QUESTION - Monsieur le Président, pour terminer cet entretien, vous avez eu l'amabilité d'adresser un message à la jeunesse du continent africain à travers le site Internet de la radio Africa n°1. Nos auditeurs ont eu la possibilité de vous interroger. Il ressort de leurs préoccupations un immense désespoir et une angoisse à la veille de l'an 2000. Qu'avez-vous à leur dire, Monsieur le Président ?

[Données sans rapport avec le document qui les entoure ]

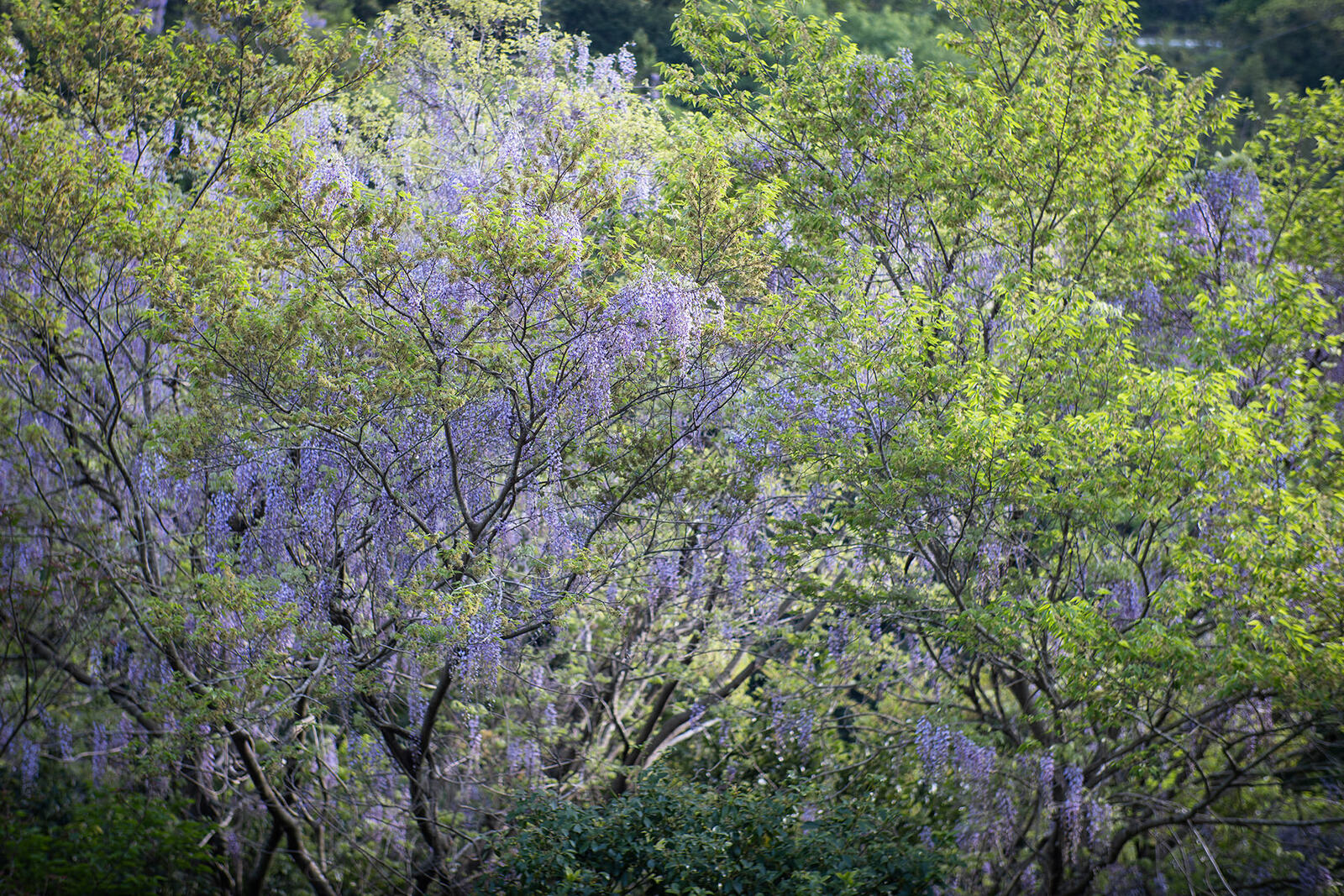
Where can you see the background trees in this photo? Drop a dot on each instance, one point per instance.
(941, 458)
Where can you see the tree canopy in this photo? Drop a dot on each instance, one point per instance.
(440, 457)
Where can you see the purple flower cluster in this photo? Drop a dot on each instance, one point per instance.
(331, 181)
(1225, 217)
(933, 745)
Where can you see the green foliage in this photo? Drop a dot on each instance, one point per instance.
(64, 841)
(669, 836)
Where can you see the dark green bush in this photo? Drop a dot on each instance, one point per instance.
(689, 839)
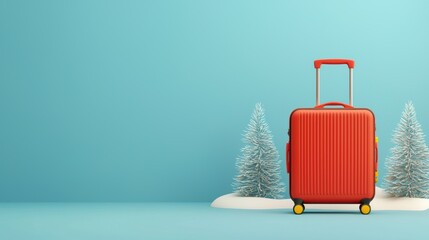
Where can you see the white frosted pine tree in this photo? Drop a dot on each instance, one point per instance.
(408, 165)
(259, 165)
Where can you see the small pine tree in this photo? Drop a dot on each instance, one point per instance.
(408, 166)
(258, 166)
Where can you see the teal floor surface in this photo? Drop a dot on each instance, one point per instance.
(81, 221)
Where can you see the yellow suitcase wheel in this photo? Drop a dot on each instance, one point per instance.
(365, 209)
(298, 209)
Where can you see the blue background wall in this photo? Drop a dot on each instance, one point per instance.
(147, 100)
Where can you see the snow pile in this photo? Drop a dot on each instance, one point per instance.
(382, 201)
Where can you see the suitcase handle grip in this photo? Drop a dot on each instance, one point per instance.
(318, 63)
(336, 61)
(333, 104)
(287, 158)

LE PRÉSIDENT - C'est un peu ce que j'ai dit au début de mon propos. A savoir que, si j'ai bien conscience de toutes les considérables difficultés auxquelles l'Afrique et tous les pays africains sont confrontés, il y a aussi, dont on ne parle pas suffisamment, des signes positifs qui permettent d'aborder le prochain siècle pour la jeunesse africaine avec un oeil plus optimiste, avec un comportement plus positif. Le président en exercice de l'OUA, Monsieur Blaise COMPAORE, a fait un petit livre tout récemment qui s'appelle "Les Voies de l'Espérance". Et dans ce livre, il cite un proverbe africain : "même au plus sombre de la nuit, l'aube est à portée de main". Et je crois que c'est très vrai et que les jeunes Africains doivent se dire cela, que l'aube est à portée de leurs mains.

QUESTION - Monsieur le Président de la République française, Africa n° 1 vous remercie pour cet entretien.

LE PRÉSIDENT - Je remercie et je salue Africa n° 1 et tous ses auditeurs.